Act. 01.02.08; 11:19 Pub. 01.02.08; 11:19
L'humour british ne passe pas au Parlement
Un eurodéputé britannique était menacé vendredi d'expulsion de son groupe parlementaire pour avoir comparé les méthodes du président allemand du Parlement à celles d'Adolf Hitler.
Daniel Hannan lisant un journal lors d'une séance plénière en 2005. (archive afp)
Dénonçant l'interprétation faite par Hans-Gert Pöttering de ses pouvoirs de président du Parlement, Daniel Hannan a déclaré jeudi qu'il serait "presque tenté de la comparer à la Emächtigungsgesetz de 1933", la loi qui a donné tous les pouvoirs à Hitler. "Mais je crois que ce serait disproportionné et peut-être un peu grossier envers notre président qui est un démocrate et un homme convenable", a-t-il ajouté.
Cette déclaration a immédiatement été dénoncée comme "inacceptable" par le président de son groupe du Parti populaire européen (PPE, conservateur) Joseph Daul qui a annoncé le démarrage d'une procédure d'expulsion du groupe dont est membre M. Pöttering.
Le président allemand du groupe socialiste est allé plus loin en demandant à David Cameron de l'exclure du parti conservateur britannique, selon un communiqué du PSE.

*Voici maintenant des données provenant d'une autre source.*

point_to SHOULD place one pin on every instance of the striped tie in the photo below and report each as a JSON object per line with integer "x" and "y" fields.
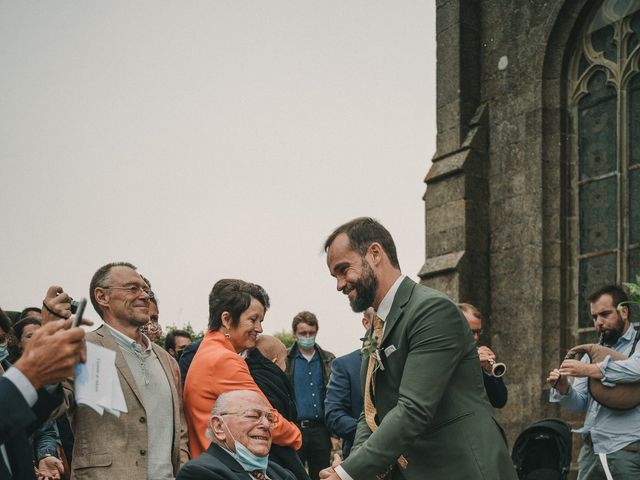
{"x": 369, "y": 385}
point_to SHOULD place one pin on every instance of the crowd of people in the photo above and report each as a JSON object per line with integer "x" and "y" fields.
{"x": 415, "y": 402}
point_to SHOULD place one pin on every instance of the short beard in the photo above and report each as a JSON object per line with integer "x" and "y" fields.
{"x": 366, "y": 288}
{"x": 611, "y": 337}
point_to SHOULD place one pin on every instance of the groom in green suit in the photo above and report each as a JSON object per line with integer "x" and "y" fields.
{"x": 426, "y": 414}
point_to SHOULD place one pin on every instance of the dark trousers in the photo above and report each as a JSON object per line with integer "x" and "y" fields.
{"x": 316, "y": 447}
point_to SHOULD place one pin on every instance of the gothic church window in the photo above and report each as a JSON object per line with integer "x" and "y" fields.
{"x": 604, "y": 106}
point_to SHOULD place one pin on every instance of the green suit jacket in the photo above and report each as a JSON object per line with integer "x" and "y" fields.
{"x": 430, "y": 399}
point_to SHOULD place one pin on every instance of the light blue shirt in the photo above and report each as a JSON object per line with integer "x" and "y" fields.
{"x": 383, "y": 312}
{"x": 610, "y": 430}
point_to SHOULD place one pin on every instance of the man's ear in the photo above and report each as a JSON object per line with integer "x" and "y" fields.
{"x": 624, "y": 312}
{"x": 226, "y": 320}
{"x": 217, "y": 429}
{"x": 376, "y": 252}
{"x": 101, "y": 297}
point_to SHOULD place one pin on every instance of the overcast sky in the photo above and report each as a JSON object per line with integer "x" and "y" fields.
{"x": 210, "y": 139}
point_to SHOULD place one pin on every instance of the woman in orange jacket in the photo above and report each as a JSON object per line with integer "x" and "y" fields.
{"x": 236, "y": 312}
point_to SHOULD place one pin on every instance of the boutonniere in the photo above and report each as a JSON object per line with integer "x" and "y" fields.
{"x": 370, "y": 345}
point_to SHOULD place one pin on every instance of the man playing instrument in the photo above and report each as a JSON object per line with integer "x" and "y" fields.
{"x": 611, "y": 438}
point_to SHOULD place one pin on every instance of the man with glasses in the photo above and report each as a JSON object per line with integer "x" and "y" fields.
{"x": 150, "y": 440}
{"x": 240, "y": 429}
{"x": 494, "y": 386}
{"x": 309, "y": 369}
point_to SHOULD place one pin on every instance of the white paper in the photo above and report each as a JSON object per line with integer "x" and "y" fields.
{"x": 97, "y": 384}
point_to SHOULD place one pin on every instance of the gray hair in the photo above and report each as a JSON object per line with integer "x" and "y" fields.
{"x": 100, "y": 279}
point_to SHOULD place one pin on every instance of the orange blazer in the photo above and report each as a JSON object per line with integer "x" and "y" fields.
{"x": 217, "y": 368}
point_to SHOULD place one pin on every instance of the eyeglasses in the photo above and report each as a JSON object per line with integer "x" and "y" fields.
{"x": 134, "y": 290}
{"x": 255, "y": 415}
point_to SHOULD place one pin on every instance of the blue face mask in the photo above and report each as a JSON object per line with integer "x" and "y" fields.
{"x": 249, "y": 461}
{"x": 307, "y": 342}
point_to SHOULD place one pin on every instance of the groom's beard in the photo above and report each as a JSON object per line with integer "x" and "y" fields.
{"x": 366, "y": 288}
{"x": 611, "y": 336}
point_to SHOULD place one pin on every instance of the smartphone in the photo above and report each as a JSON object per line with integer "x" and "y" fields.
{"x": 82, "y": 303}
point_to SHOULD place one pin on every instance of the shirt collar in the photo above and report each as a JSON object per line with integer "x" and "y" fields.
{"x": 130, "y": 342}
{"x": 385, "y": 305}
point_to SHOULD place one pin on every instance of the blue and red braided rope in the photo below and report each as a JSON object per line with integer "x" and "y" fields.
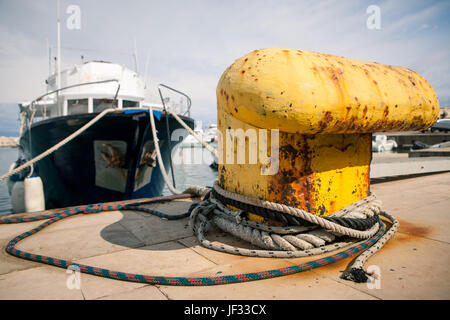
{"x": 163, "y": 280}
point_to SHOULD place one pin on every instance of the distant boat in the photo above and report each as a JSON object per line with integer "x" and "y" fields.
{"x": 418, "y": 145}
{"x": 114, "y": 159}
{"x": 190, "y": 141}
{"x": 382, "y": 144}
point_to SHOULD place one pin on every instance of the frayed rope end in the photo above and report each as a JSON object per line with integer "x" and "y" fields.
{"x": 356, "y": 275}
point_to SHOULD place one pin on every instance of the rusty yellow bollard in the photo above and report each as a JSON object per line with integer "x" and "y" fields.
{"x": 325, "y": 109}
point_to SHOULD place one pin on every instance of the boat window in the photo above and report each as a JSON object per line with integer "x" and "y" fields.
{"x": 129, "y": 104}
{"x": 102, "y": 104}
{"x": 77, "y": 106}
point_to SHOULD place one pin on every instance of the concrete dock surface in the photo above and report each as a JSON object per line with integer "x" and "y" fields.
{"x": 414, "y": 264}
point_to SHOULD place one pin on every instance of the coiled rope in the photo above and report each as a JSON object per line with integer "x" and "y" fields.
{"x": 200, "y": 219}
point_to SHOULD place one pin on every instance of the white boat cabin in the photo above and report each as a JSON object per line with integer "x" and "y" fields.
{"x": 91, "y": 88}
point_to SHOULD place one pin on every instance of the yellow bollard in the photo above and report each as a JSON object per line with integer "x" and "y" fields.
{"x": 317, "y": 111}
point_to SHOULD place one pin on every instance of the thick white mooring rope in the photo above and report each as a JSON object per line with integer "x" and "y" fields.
{"x": 291, "y": 241}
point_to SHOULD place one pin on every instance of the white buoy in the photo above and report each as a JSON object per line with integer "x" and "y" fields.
{"x": 34, "y": 194}
{"x": 17, "y": 197}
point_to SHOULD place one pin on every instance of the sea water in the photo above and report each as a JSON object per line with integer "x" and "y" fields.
{"x": 191, "y": 167}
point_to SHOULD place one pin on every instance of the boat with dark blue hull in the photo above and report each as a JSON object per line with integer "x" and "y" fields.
{"x": 113, "y": 159}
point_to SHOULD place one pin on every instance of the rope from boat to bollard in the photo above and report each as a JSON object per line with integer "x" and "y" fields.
{"x": 201, "y": 211}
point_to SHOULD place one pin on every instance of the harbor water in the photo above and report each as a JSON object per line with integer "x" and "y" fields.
{"x": 191, "y": 166}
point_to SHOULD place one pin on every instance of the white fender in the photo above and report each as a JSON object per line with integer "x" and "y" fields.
{"x": 34, "y": 194}
{"x": 10, "y": 183}
{"x": 17, "y": 197}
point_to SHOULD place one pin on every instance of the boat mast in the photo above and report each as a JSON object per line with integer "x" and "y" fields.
{"x": 58, "y": 59}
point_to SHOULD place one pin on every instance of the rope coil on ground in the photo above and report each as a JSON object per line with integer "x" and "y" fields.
{"x": 203, "y": 215}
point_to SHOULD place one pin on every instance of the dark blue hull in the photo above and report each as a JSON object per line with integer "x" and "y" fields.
{"x": 83, "y": 171}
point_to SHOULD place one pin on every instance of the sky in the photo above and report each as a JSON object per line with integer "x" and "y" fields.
{"x": 189, "y": 44}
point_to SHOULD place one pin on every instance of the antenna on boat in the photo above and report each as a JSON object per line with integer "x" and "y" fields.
{"x": 49, "y": 51}
{"x": 135, "y": 56}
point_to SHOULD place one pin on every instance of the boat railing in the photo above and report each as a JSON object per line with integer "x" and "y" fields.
{"x": 186, "y": 112}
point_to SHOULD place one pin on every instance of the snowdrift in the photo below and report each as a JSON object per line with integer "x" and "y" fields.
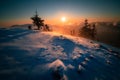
{"x": 34, "y": 55}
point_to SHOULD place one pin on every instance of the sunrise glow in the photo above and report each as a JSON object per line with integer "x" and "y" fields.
{"x": 63, "y": 19}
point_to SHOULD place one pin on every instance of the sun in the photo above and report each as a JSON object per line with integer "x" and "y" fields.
{"x": 63, "y": 19}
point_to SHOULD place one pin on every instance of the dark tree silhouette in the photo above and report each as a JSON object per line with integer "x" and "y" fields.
{"x": 37, "y": 21}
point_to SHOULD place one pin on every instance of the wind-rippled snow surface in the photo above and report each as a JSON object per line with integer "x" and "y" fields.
{"x": 34, "y": 55}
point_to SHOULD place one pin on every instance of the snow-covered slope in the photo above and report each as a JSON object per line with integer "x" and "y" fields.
{"x": 34, "y": 55}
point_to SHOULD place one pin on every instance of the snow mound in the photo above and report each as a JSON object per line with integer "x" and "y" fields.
{"x": 57, "y": 63}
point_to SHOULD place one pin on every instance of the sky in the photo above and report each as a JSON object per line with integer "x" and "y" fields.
{"x": 19, "y": 11}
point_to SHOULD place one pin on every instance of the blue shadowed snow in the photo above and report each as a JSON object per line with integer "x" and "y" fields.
{"x": 34, "y": 55}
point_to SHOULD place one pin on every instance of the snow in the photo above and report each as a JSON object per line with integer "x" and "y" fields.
{"x": 34, "y": 55}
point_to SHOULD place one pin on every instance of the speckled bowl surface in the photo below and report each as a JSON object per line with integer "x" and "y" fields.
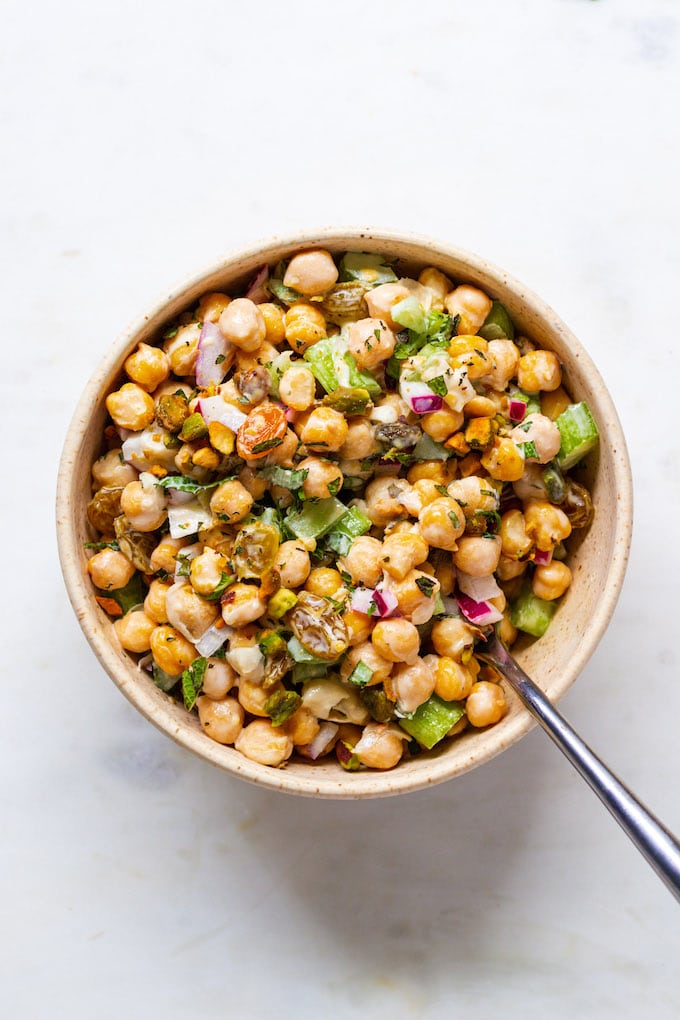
{"x": 597, "y": 558}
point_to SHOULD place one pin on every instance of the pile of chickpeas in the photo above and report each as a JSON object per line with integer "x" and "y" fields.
{"x": 424, "y": 514}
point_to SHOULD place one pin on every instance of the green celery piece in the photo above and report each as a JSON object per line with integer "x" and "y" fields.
{"x": 498, "y": 324}
{"x": 315, "y": 518}
{"x": 579, "y": 435}
{"x": 530, "y": 614}
{"x": 432, "y": 720}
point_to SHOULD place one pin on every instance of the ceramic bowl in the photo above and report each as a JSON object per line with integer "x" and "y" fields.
{"x": 597, "y": 558}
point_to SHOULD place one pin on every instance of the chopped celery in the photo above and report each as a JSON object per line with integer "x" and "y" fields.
{"x": 432, "y": 720}
{"x": 315, "y": 518}
{"x": 578, "y": 432}
{"x": 410, "y": 313}
{"x": 367, "y": 268}
{"x": 530, "y": 614}
{"x": 498, "y": 324}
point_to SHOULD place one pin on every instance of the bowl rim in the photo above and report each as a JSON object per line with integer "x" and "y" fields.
{"x": 374, "y": 783}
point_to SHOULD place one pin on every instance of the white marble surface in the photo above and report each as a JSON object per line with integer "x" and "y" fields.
{"x": 141, "y": 141}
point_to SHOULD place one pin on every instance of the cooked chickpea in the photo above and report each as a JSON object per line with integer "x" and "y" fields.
{"x": 311, "y": 272}
{"x": 148, "y": 366}
{"x": 109, "y": 569}
{"x": 111, "y": 471}
{"x": 222, "y": 720}
{"x": 551, "y": 580}
{"x": 485, "y": 704}
{"x": 243, "y": 324}
{"x": 171, "y": 651}
{"x": 324, "y": 478}
{"x": 206, "y": 571}
{"x": 546, "y": 524}
{"x": 243, "y": 604}
{"x": 231, "y": 501}
{"x": 380, "y": 300}
{"x": 397, "y": 641}
{"x": 453, "y": 638}
{"x": 264, "y": 744}
{"x": 364, "y": 561}
{"x": 471, "y": 304}
{"x": 441, "y": 523}
{"x": 298, "y": 388}
{"x": 143, "y": 503}
{"x": 305, "y": 325}
{"x": 477, "y": 556}
{"x": 131, "y": 407}
{"x": 134, "y": 630}
{"x": 370, "y": 342}
{"x": 154, "y": 604}
{"x": 324, "y": 429}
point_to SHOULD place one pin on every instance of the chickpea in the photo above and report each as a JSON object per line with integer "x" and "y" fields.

"La comparaison du président Pöttering à Hitler était absolument honteuse", a continué le socialiste Richard Corbett. "Ce n'est pas une question de liberté d'expression, mais simplement de savoir si lui et d'autres ont un droit absolu de retarder les procédures du Parlement s'ils le veulent", a-t-il ajouté.
Sur le fond, la protestation de M. Hannan vise une décision adoptée jeudi en séance plénière qui donne à son président le droit d'annuler les demandes de vote par appel nominal lorsqu'il considère qu'elles ont uniquement pour but de faire de l'obstruction.
Lors de la précédente session plénière en janvier à Strasbourg, le groupe eurosceptique IND/DEM avait demandé un appel nominal pour chaque vote, afin de protester contre l'absence de référendum sur le traité de Lisbonne dans la quasi totalité des États membres. "Il est tellement choquant pour eux qu'on leur demande simplement un référendum qu'ils déchirent leur propre règlement", a commenté M. Hannan, qui lui aussi réclamait l'appel nominal. "Je n'ai pas comparé M. Pöttering à Hitler, je n'ai même pas utilisé le mot «Hitler»", s'est-il encore défendu.